Recebeu no Rio e levou as favelas o Cardeal Montini, que veio a ser o primeiro papa de esquerda e de quem se tornou amigo. Foram importantes em sua “conversão” o cardeal francês Gerlier e o padre Lebret. No Brasil, o escritor católico, que também foi integralista, Alceu de Amoroso Lima, se tornou igualmente militante de esquerda. D Jaime teve de o afastar de sua Arquidiocese por não concordar com seu populismo.
O final dos anos 1960 marcou sua projeção no mundo católico de esquerda, lançando as sementes da Teologia da Libertação, movimento que no Brasil chegou a se envolver em guerrilhas urbanas, sendo conventos dominicanos, em São Paulo, transformados em refúgio de jovens procurados pelas autoridades por crimes de sequestro, assaltos a bancos e outros. Criou a Conferência Nacional dos Bispos do Brasil (CNBB), que acabou por ser reconhecida pelo Vaticano, assim como a Conferência Episcopal Latino-americana (Celam), ambas até hoje sob forte influência da Igreja de esquerda.
A esquerda internacional lançou por quatro vezes a candidatura do religioso militante ao Prêmio Nobel da Paz. Diante do fracasso, criaram uma versão de que o regime militar brasileiro teria pressionado a Real Academia que escolhe os premiados.
O Vaticano, quando do encontro de Medellim foi alvo do bispo que propôs que a Igreja entregasse seu Museu do Vaticano a gestão da UNESCO.
Uma pesquisa na internet sobre d. Helder Câmara só encontra referências em função a sua oposição ao regime militar – 1964-1985 – e nada sobre evangelização, teologia e outros temas ligados à Igreja. A irreverência brasileira já faz circular a ironia de que o grande milagre de D. Helder pode ter sido a eleição de Lula da Silva, que esteve preso, condenado, com penas anuladas e ainda disputou e venceu eleições presidenciais.
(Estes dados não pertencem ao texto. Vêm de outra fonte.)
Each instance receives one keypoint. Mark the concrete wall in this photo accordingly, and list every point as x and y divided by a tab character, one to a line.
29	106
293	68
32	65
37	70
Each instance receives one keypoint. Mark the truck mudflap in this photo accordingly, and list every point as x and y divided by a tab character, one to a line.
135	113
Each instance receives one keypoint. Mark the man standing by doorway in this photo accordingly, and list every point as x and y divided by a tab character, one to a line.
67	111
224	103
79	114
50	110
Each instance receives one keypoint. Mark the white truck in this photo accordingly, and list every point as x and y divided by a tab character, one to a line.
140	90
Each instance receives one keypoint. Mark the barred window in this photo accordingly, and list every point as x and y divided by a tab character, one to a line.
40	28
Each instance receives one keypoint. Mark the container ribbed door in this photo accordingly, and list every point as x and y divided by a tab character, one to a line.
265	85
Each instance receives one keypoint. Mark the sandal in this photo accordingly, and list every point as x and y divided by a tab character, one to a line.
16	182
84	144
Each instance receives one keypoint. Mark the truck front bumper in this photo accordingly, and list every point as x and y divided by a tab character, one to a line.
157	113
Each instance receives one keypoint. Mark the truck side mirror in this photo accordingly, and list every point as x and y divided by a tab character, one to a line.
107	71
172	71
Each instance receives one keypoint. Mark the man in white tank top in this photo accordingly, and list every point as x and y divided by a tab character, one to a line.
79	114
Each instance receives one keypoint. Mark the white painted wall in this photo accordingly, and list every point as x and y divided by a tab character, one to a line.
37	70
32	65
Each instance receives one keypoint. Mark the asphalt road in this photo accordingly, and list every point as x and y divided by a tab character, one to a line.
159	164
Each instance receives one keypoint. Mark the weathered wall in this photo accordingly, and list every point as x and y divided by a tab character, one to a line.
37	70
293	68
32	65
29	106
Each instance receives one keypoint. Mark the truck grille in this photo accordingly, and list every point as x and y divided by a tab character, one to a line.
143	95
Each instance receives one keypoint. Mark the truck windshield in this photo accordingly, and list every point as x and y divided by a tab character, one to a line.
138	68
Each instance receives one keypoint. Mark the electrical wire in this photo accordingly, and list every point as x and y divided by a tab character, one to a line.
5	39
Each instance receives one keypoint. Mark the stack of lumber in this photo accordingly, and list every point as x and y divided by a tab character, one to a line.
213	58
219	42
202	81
Curioso é que, quando da morte do ilustre prelado, em 1999, os jornais noticiaram as manifestações de pesar e homenagens de políticos, quase todos do PT de Lula, como Fernando Haddad, que vem de disputar e perder a eleição em São Paulo, José Dirceu, os advogados esquerdistas Dalmo Dallari e José Gregori – este foi embaixador em Lisboa por indicação das esquerdas da USP, ligadas a d. Ruth Cardoso –, Luiza Erundina e outros. Pouco se sabe sobre a prática católica destes senhores.